E' la vittoria del collettivo
Le "pagellazze" di Cesena-Latina 3-0 di Gian Piero Travini per VedoBianco/VedoNero su vedobiancovedonero.wordpress.com
GOMIS 6 Nessun intervento rilevante. ORDINARIA AMMINISTRAZIONE
FONTANESI 7 Basta dargli fiducia. Basta dar fiducia e questo ragazzo è perfettamente capace di ripagarla: potrà non essere perfetto ancora, ma quando si tratta di scegliere il tempo per uscire sule laterali è meglio di un Sector. NO LIMITS
LUCCHINI 6 Una sola amnesia per lui, comunque sabotata dal resto della retroguardia: per il resto raramente i laziali riescono a farsi vedere dalle sue parti in maniera pericolosa e, quando lo fanno, devono usare le mani sulla sua schiena per postarlo. INAMOVIBILE
CAPELLI 6 Fine diplomatico, cicerone del dialogo in campo, passa la metà del tempo a rompere i coglioni a Martinelli e l’altra metà a mirare gli stinchi di Corvia. BAN KI-MOON
RENZETTI 5 Già attorno al 15′ liscia un pallone che potrebbe costar carissimo se non ci fosse del buon lavoro di legna a centrocampo. Poi perde palla, crea il danno e va pure a fare un fallo da rosso diretto, punito con un’ammonizione, la seconda, che lancia per la prossima partita Falasco titolare. Potremmo parlare di calo senza tema d’esser gufi. RIPOSO FORZATO
KESSIÉ 6 Strapotere fisico e spinta continuamente, ma il trattamento di pallone in prossimità della trequarti è da rivedere. Per 90′ fischia dalle faroge come un mantice nanico di Warcraft, trasformandosi in guerriero di tanto carattere. GIOCO DI RUOLO
CASCIONE 6 Lucidissimo nel sistemare le ‘colombe di Pasqua’ seminate da Renzetti e Kone, mentalmente libero dalla concorrenza di Sensi può provare ad imporre la sua fase di regia. Ma quando gli animi si scaldano non tiene il boccino e getta tutta la prima parte di gara alle ortiche: il giallo rimediato per proteste pesa come un macigno sul resto della prestazione e sulla sua prematura uscita. BOILING POINT (64′ FALASCO 6 Pronto è pronto: ora bisogna capire se sarà in grado di reggere 90′ da titolare senza possibilità di cambi di lusso alle spalle in caso di errore. IL MOMENTO)

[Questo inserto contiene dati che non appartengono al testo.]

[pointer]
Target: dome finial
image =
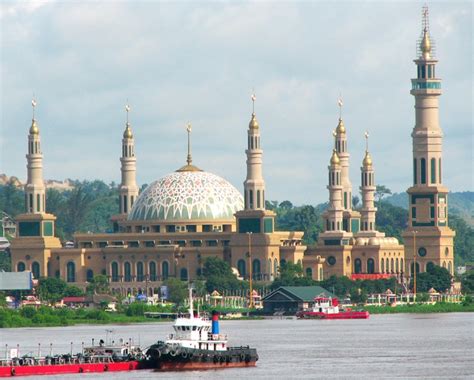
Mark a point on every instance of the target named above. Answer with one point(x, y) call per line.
point(253, 121)
point(127, 134)
point(367, 159)
point(189, 159)
point(34, 130)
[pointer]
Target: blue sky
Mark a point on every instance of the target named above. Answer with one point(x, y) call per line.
point(198, 62)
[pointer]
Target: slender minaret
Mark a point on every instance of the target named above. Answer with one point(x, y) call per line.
point(428, 198)
point(340, 145)
point(334, 213)
point(367, 190)
point(254, 185)
point(35, 199)
point(128, 187)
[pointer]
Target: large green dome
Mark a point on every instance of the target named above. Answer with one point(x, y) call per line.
point(188, 195)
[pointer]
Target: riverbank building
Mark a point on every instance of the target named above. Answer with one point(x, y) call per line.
point(186, 216)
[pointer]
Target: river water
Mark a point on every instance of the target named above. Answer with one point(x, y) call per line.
point(400, 346)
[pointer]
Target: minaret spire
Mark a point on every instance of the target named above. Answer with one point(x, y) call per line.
point(35, 199)
point(189, 159)
point(254, 185)
point(428, 197)
point(128, 188)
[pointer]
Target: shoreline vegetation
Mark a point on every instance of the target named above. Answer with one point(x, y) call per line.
point(50, 317)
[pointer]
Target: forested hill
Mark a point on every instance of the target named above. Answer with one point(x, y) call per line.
point(460, 204)
point(88, 206)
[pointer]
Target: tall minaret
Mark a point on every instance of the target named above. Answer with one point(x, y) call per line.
point(428, 232)
point(367, 190)
point(35, 199)
point(333, 215)
point(341, 148)
point(254, 185)
point(128, 187)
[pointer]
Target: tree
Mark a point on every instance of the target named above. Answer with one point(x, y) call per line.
point(381, 191)
point(51, 289)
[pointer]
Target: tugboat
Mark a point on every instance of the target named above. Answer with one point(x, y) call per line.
point(96, 358)
point(328, 308)
point(197, 344)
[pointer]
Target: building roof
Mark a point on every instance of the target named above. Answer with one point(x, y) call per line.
point(299, 293)
point(188, 195)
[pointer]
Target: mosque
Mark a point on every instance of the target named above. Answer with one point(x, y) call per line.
point(186, 216)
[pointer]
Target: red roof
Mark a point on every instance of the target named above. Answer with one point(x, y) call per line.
point(74, 299)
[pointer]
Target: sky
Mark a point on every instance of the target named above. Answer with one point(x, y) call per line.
point(199, 62)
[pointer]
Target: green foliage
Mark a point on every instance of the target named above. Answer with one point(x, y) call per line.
point(177, 289)
point(73, 291)
point(467, 282)
point(218, 275)
point(435, 277)
point(51, 289)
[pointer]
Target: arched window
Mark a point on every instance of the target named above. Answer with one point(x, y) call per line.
point(433, 170)
point(71, 272)
point(423, 170)
point(140, 272)
point(89, 275)
point(256, 268)
point(429, 266)
point(127, 271)
point(152, 270)
point(165, 270)
point(417, 268)
point(35, 269)
point(114, 267)
point(357, 266)
point(241, 267)
point(370, 266)
point(183, 274)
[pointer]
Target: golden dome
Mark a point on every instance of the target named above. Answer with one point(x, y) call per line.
point(425, 45)
point(367, 159)
point(340, 127)
point(253, 122)
point(335, 158)
point(127, 134)
point(34, 130)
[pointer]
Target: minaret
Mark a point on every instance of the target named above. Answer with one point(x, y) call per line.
point(340, 145)
point(333, 215)
point(35, 199)
point(367, 190)
point(128, 187)
point(428, 198)
point(254, 185)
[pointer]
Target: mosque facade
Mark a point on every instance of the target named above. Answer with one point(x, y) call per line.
point(178, 221)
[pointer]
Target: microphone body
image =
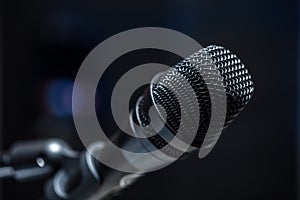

VALZANIA 6 Se si tratta di mettere il pallone in terra… beh, è un po’ come chiedere ai servizi di sicurezza belgi di prevedere attacchi terroristici. Se si tratta invece di portare in avanti il pallone e di prendersi una punizione decisiva, non c’è calcio in faccia che tenga: Luca c’è. Macella cosce meglio di Daniele e’ Rumagnol, ma se non si danno minuti a giocatori così saranno sempre prestazioni discontinue. NORCINO
KONE 5,5 Vinci 3-0 a due minuti dalla fine. Non hai fatto una gran partita ma, tutto sommato, anche se in ombra, danni zero. Poi fai fallo di mano da diffidato. Bene, ma non benissimo. SUCIDIA
CIANO 7,5 Può fare tutto. E fa tutto. CIANOGOL (84′ SEVERINI SV)
RAGUSA 6 “Parlate tutti, figli di puttana”. Padron ’ntoni, se dopo che ti si infama arrivano queste prestazioni, fidati… lascia che continuiamo a parlare. Da parte nostra, quando qualcuno ha tirato fuori il 4 contro il Lanciano, noi ti abbiamo dato 6. E dopo il gol di quest’oggi rimaniamo coerenti: impegno, corsa e gol, ma anche tanti, tanti errori individuali. RIMANIAMO DEI FIGLI DI PUTTANA COERENTI (90′ IMPROTA SV)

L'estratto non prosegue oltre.